Farber was an early discoverer of many filmmakers later acclaimed as American masters: Val Lewton, Preston Sturges, Samuel Fuller, Raoul Walsh, Anthony Mann. A prodigiously gifted painter himself, he brought to his writing an artist's eye for what was on the screen. Alert to any filmmaker, no matter how marginal or unsung, who was "doing go-for-broke art and not caring what comes of it," he was uncompromising in his contempt for pretension and trendiness-for, as he put it, directors who "pin the viewer to the wall and slug him with wet towels of artiness and significance."
The excitement of his criticism, however, has less to do with his particular likes and dislikes than with the quality of attention he paid to each film as it unfolds, to the "chains of rapport and intimate knowledge" in its moment-to-moment reality. To transcribe that knowledge he created a prose that, in Robert Polito's words, allows for "oddities, muddles, crises, contradictions, dead ends, multiple alternatives, and divergent vistas." The result is critical essays that are themselves works of art.

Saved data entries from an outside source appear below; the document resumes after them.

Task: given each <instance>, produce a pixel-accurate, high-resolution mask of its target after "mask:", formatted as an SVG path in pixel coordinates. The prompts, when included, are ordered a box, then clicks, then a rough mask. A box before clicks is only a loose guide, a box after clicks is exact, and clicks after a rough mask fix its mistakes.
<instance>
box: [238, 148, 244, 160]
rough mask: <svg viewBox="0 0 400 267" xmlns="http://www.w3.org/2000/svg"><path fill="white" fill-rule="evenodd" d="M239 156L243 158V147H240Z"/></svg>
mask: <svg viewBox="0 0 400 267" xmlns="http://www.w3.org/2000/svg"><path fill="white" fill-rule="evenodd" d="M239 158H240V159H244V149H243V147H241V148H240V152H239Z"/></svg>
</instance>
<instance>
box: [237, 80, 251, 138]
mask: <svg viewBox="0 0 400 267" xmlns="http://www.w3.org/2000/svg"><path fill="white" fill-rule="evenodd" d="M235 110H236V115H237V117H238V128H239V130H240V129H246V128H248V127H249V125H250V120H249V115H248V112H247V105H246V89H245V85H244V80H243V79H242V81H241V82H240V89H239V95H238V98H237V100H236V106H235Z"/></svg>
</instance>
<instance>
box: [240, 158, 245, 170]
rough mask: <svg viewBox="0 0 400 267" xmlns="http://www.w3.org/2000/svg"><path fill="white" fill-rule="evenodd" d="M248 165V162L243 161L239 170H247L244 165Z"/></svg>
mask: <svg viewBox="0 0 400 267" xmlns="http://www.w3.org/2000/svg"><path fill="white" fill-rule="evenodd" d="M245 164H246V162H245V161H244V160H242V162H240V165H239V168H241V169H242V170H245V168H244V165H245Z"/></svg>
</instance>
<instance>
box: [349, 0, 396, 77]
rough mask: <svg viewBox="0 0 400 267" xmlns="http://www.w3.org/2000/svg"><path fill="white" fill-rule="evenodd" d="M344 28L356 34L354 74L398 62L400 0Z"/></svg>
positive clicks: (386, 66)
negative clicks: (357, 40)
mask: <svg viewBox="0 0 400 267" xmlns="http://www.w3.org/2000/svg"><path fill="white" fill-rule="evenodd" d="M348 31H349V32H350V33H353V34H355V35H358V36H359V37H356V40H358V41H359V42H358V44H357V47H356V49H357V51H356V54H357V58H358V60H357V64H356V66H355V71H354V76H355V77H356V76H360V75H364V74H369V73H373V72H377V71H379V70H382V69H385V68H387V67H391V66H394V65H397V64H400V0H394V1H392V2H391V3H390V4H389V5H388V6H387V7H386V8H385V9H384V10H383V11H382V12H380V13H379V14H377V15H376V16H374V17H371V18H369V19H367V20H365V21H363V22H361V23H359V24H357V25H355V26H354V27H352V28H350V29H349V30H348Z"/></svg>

Farber on Film contains this extraordinary body of work in its entirety for the first time, from his early and previously uncollected weekly reviews for The New Republic and The Nation to his brilliant later essays (some written in collaboration with his wife, Patricia Patterson) on Godard, Fassbinder, Herzog, Scorsese, Altman, and others. Featuring an introduction by editor Robert Polito that examines in detail the stages of Farber's career and his enduring significance as writer and thinker, Farber on Film is a landmark volume that will be a classic in American criticism.
Robert Polito, volume editor, is a poet, biographer, and critic whose books include Doubles, Hollywood & God, A Reader's Guide to James Merrill's The Changing Light at Sandover, and Savage Art: A Biography of Jim Thompson, for which he received the National Book Critics Circle Award. He directs the Graduate Writing Program at the New School in New York City.